Re: Counting Python threads vs C/C++ threads

2019-07-17 Thread Barry Scott



> On 16 Jul 2019, at 20:48, Dan Stromberg  wrote:
> 
> 
> 
> On Tue, Jul 16, 2019 at 11:13 AM Barry Scott  > wrote:
> I'm going to assume you are on linux.
> Yes, I am.  Ubuntu 16.04.6 LTS sometimes, Mint 19.1 other times.
> 
> On 16 Jul 2019, at 18:35, Dan Stromberg  > wrote:
> > 
> > I'm looking at a performance problem in a large CPython 2.x/3.x codebase
> > with quite a few dependencies.
> > 
> > I'm not sure what's causing the slowness yet.  The CPU isn't getting hit
> > hard, and I/O on the system appears to be low - but throughput is poor.
> > I'm wondering if it could be CPU-bound Python threads causing the problem
> > (because of the threading+GIL thing).
> 
> Does top show the process using 100% CPU?
> Nope.  CPU utilization and disk use are both low.

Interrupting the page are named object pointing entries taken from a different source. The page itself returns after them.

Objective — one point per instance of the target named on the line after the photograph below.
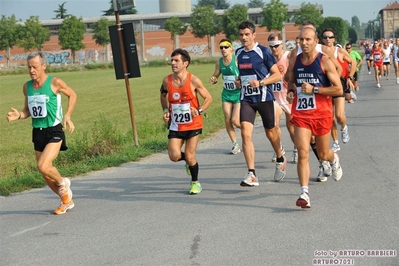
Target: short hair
(42, 56)
(328, 29)
(226, 40)
(247, 25)
(308, 24)
(274, 35)
(185, 57)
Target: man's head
(226, 47)
(246, 32)
(328, 37)
(308, 39)
(348, 47)
(180, 59)
(275, 42)
(307, 24)
(37, 63)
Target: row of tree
(204, 23)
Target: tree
(308, 12)
(61, 12)
(9, 30)
(101, 32)
(70, 35)
(216, 4)
(204, 23)
(231, 20)
(111, 11)
(33, 34)
(255, 4)
(352, 35)
(176, 27)
(339, 26)
(274, 15)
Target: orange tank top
(181, 100)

Then your problem is latency. You need to find the slow operation.

> We've been going into top, and then hitting '1' to see things broken down by 
> CPU core (there are 32 of them, probably counting hyperthreads as different 
> cores), but the CPU use is in the teens or so.
> 
> I've also tried dstat and csysdig.  The hardware isn't breaking a sweat, but 
> throughput is poor.

> > The non-dependency Python portions don't Appear to have much in the way of
> > threading going on based on a quick grep, but csysdig says a process
> > running the code has around 32 threads running - the actual thread count
> > varies, but that's the ballpark.
> > 
> > I'm wondering if there's a good way to find two counts of those threads -
> > how many are from CPython code that could run afoul of the GIL, and how
> > many of them are from C/C++ extension modules that wouldn't be responsible
> > for a GIL issue.
> 
> >From the docs on threading:
> 
> threading.active_count()
>  
> 
> Return the number of Thread 
> 
>  objects currently alive. The returned count is equal to the length of the 
> list returned by enumerate() 
> .
> 
> Are you on a Mac?

Opss a file: link sorry should have search the online docs.

I use many operating systems: Fedora, macOS, Windows, NetBSD, CentOS and others 
in the past.

> 
> https://docs.python.org/2/library/threading.html 
>  appears to have some good 
> info. I'll probably try logging threading.active_count()
>  
> A question arises though: Does threading.active_count() only show Python 
> threads created with the threading module?  What about threads created with 
> the thread module?

Only pythons threads, if you think about it why would python care about threads 
it does not control?


> 
> Try running strace on the process to see what system calls its making.
> I've tried it, but thank you.  It's a good suggestion.
> 
> I often find that when strace'ing a program, there's a bunch of 
> mostly-irrelevant stuff at Initial Program Load (IPL), but then the main loop 
> fails into a small cycle of system calls.

And what are thoses sys calls and what is the timing of them?
If you are use select/poll how long before the call returns.
If you in a read how long before it returns.

> 
> Not with this program.  Its main loop is busy and large.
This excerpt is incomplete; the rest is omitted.